Deleting Documents from the Search Engine Index

In very rare cases the index of the Autonomy search engine may contain documents that no longer exist at the location stored in the index. If, after a search, such a document is contained in the search result, the link associated with it will point to a wrong document or no document at all. In the latter case, an error message is output, giving the impression that the linking of the website is corrupt.

Such documents can be deleted directly from the live index of the search engine. For this (and many more useful cases) the XML client, which is part of CMS Fiona, can be used. The XML client is a tool for support and debugging purposes.

Proceed as follows to find and delete such outdated index entries:

  1. Connect to the Template Engine using the Tcl client:

    instance/myInstance/bin/client localhost teTclPort login password
  2. Load the XmlClient:

    source lib/XmlClient.tcl
  3. Enter the collection to be searched:

    ::sesXmlClient::setDefaultCollection collectionName
  4. The default collection name for the live pages is live-docs. If you do not know the name of the collection, you can look it up from the indexing.incrementalExport.collectionSelection system configuration entry located in the file instance/myInstance/config/indexing.xml.

  5. Perform a search query for the search term (here foreign) to find the documents to be deleted from the index:

    ::sesXmlClient::sesSearch query {foreign*} -resultRecord {docId path}
  6. Check whether the files to which the hits refer exist by accessing each of them:

    obj withId docId
  7. If an error message is returned, the corresponding file does not exist.
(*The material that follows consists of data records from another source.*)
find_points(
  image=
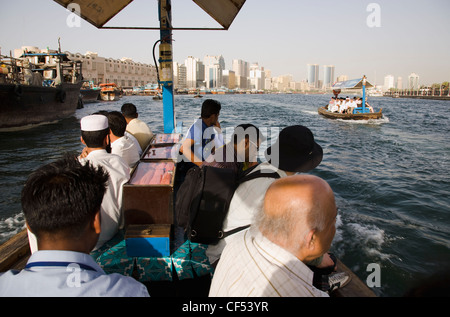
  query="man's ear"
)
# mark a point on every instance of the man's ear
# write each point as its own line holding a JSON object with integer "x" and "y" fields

Thus, it can be deleted from the index of the search engine:

    ::sesXmlClient::deleteDocFromIndex docId

This procedure will delete exactly those references from the index which point to nonexisting files. To update the complete index (i.e. to rebuild it), please proceed as follows:

  1. If you are not connected to the Template Engine, please connect using the Tcl client (as described above).

  2. Mark all files as updated so that they are exported again:

    obj touchAll
  3. Trigger the export:

    app publish